October 21, 2011 By RHP Staff

The Simple Truth:

You can’t trick your body into losing weight by taking laxatives; your body is smarter than you. Those two pounds you lose after taking a laxative are not fat. What you see in the bowl is mostly water. In a few days, as you rehydrate, these lost pounds reappear.

What are laxatives and where do they work?

Laxatives contain substances that flush out the contents of the large intestine and colon. There a five different types: bulking agents like psyllium fiber, stool softeners, lubricants, saline and irritants like the herb cascara sagrada that stimulate peristaltic action.

Your lower digestive system, the colon and large intestine does not digest food. It just holds the undigested remains and absorbs water from it until it’s defecated. By the time food reaches your colon and large intestines most of the calories from your last meal HAVE ALREADY BEEN ABSORBED BY THE SMALL INTESTINE and are well on their way to being incorporated into your body! Some calories are used to replenish your immediate energy needs and are burned quickly. But if you eat more than your body needs all those extra calories get stored as fat.

So using laxatives to flush fat out of your body is useless and it’s downright dangerous. Repeated use starts a nasty chain of events: dehydration and electrolyte imbalances occur which then leads to constipation, water retention and eventually permanent damage to the nerves of the large intestine.

Fat storage is a built-in survival process

Let’s face it; it’s programmed into our genes. This was how our early ancestors adapted to periods of famine. Their bodies learned to store fat in case their food sources ran out. Today we are still hard wired to create fat reserves. Studies have shown that our bodies conserve energy and store fat whenever we go without food for 4 hours or more.

Messing with fat storage, some interesting alternatives

In a nutshell, if you consume more calories than your body needs they will go into storage as fat. If you want to get rid of fat you need to metabolize or burn it out of your system.
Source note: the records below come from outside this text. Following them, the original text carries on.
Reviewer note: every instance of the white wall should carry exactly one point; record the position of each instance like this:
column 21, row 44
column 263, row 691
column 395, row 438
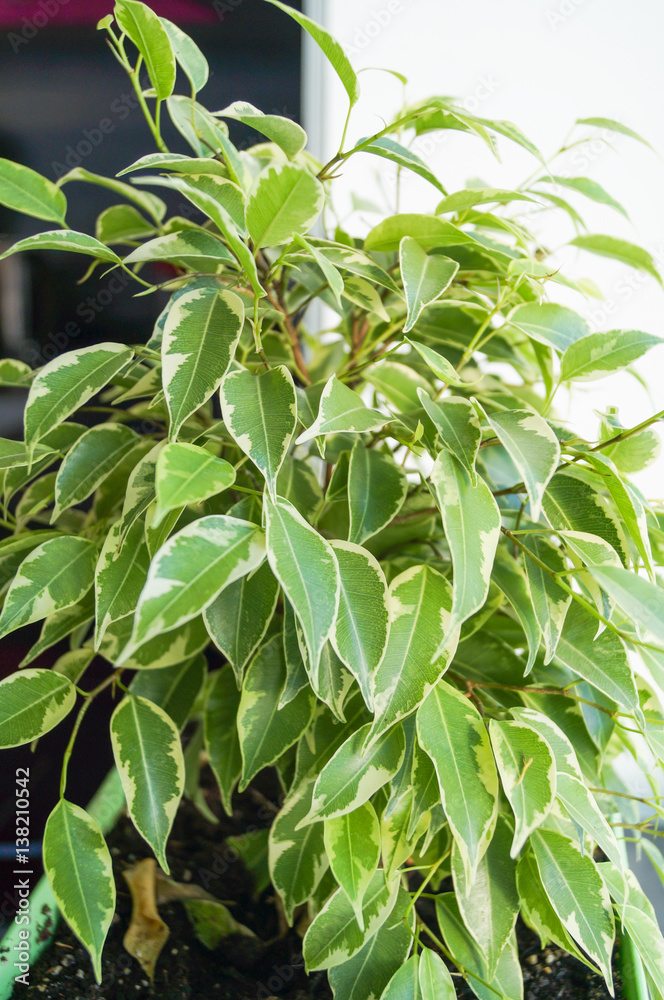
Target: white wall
column 541, row 64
The simple ways to do this are through exercise, stress reduction, and avoiding junk food.

Modern medicine has two radical methods to remove fat or prevent it from forming in your body. Liposuction mechanically removes fat by vacuuming it out of your tissues. In gastric bypass, the surgeon staples shut most of the stomach and leaves only a small working pouch to receive food. The upper part of the small intestine, the duodenum, which absorbs most of the calories and nutrients from food, remains attached to the shut portion of the stomach, and the lower part, the jejunum which does not absorb as well, gets attached to the small, stomach pouch.

So which method would you choose? Cultivating a healthy lifestyle through exercise and wise food choices or the surgical quick fix?